20161205101153_dearevanhansenlottery_ORoQ5gN7BIX3zfqtI went to Manhattan to see the Broadway musical, “Dear Evan Hansen.”  It’s the hit of the season, nominated for nine Tony awards and garnering six, including Best Musical, as well as the Best Performance by an Actor in a Leading Role in a Musical award for Ben Platt who (brilliantly) plays Evan Hansen.  The show is awesome.

Broadway shows can do what classic theatre is intended to do:  take you out of the ordinary world and magically carry you into a world that is beyond anything you’ve imagined.  By way of fantasy or set design, costumes or standout performances, the Broadway experience can be “other-worldly.”

To be sure, “Dear Evan Hansen” gives audiences an experience they’ll never forget.  And yet, we never leave “this” world.  In a most remarkable way, “Dear Evan Hansen” soars, entertains, challenges, confuses, breaks your heart, consoles, and leaves you questioning so very many things… all the while, keeping you right here, in the everyday world we all know.

Centering on the life of an anxiety ridden high school senior, the show is an outstanding tour de force that mirrors our current obsession with social media and the correlative effect that “digital” communication has on human relationships.  The story line addresses several challenging facts of life:  suicide, family brokenness, teenage image and the desire “to belong,” and very pointedly: the stories we tell and hear on social media and their impact for good and bad.

The songs in the show are the kind that replay themselves over and over again in your head (to me, that’s a sign of a great musical).  The lyrics are crafted with story-telling excellence.  Not only “poetic” (in the best sense of the word), the lyrics are “frontier.”  They have the capacity to break open the heart of the matter in ways that are both powerful and, at times, parabolic.

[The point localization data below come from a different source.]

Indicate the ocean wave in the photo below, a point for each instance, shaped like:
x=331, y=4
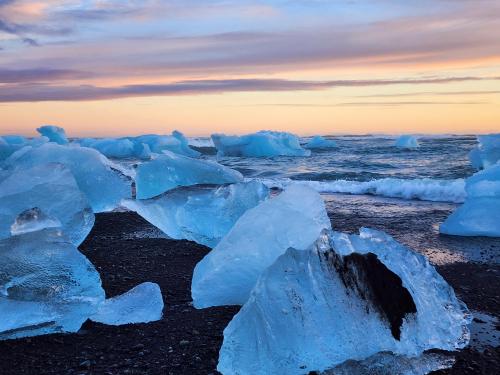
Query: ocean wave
x=426, y=189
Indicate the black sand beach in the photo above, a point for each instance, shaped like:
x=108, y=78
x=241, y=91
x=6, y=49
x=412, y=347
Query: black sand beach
x=186, y=340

“Waving Through a Window” is a perfect image for a teen who always sees himself “on the outside, looking in.”  “For Forever,” will take the hearer back to your younger self and a time when you and your ‘best forever friend’ enjoyed the boundless joy of a simple summer day (“All we see is sky, for forever!”).  “You Will Be Found” is an anthem of hope, a promise to all, especially young people, that, despite the “darkness” that is “now crashing in,” the Light of day will return and, ultimately, all will be well.

The song “Words Fail,” presents a true dilemma to a linguist like myself.  My lifelong motto has been “Language Creates Reality.”  And I stand by that creed.  However, what’s true is true.  There is a point where “words fail.”  Our lives are formed by a Creation story that teaches, “God spoke” and “it was.”  The human journey is a story incarnated.  “Homo sapiens” speak and our desire is to “be heard.”  And yet, words have limits.  Despite our best “frontier” articulations, there is a deeper world of mystery that lies beyond words.  We are given hints of that realm in Silence.

Personally, what remains with me most profoundly from my experience of “Dear Evan Hansen” is the notion (attributed in the show to young people) that we “disappear” after death.  My point is not to disagree with anyone’s belief.  But to me, it’s a huge statement about who we are to think that “this is it” and that after our time here, there is nothing more.  In the show, after the character Connor commits suicide, the only plausible way for him to not “disappear” (“No one deserves to be forgotten”) is to create an online “project,” including a memorial and a fund-raiser.

Yet, I’m prone to think of story tellers from long ago who crafted lines such as, “Before I formed you in the womb, I knew you” (Jeremiah 1:5).  And, “Rejoice, for your very name is written in heaven” (Luke 10:20).

The title of the show, “Dear Evan Hansen,” refers to a series of letters of hope that the title character is assigned to write to himself by his therapist.  Since I do believe that “language creates reality,” this “assignment” actually becomes a metaphor for the notion that each of us creates the story line of life…our own life, and, the life of the world around us.   And while words, ultimately, are incomplete; while what we are capable of communicating is “less than” what is… still, I believe we have a choice.  As we also hear in scripture, “Each day I set before you a choice:  a blessing, or, a curse.  Therefore: Choose life.” (Deut. 30:15).

“Hitch your wagon to a star” Ralph Waldo Emerson once wrote.  I think that’s a good reminder.  Who knows, ‘hitch your wagon to a star’…. And you might just find your very name written on that star.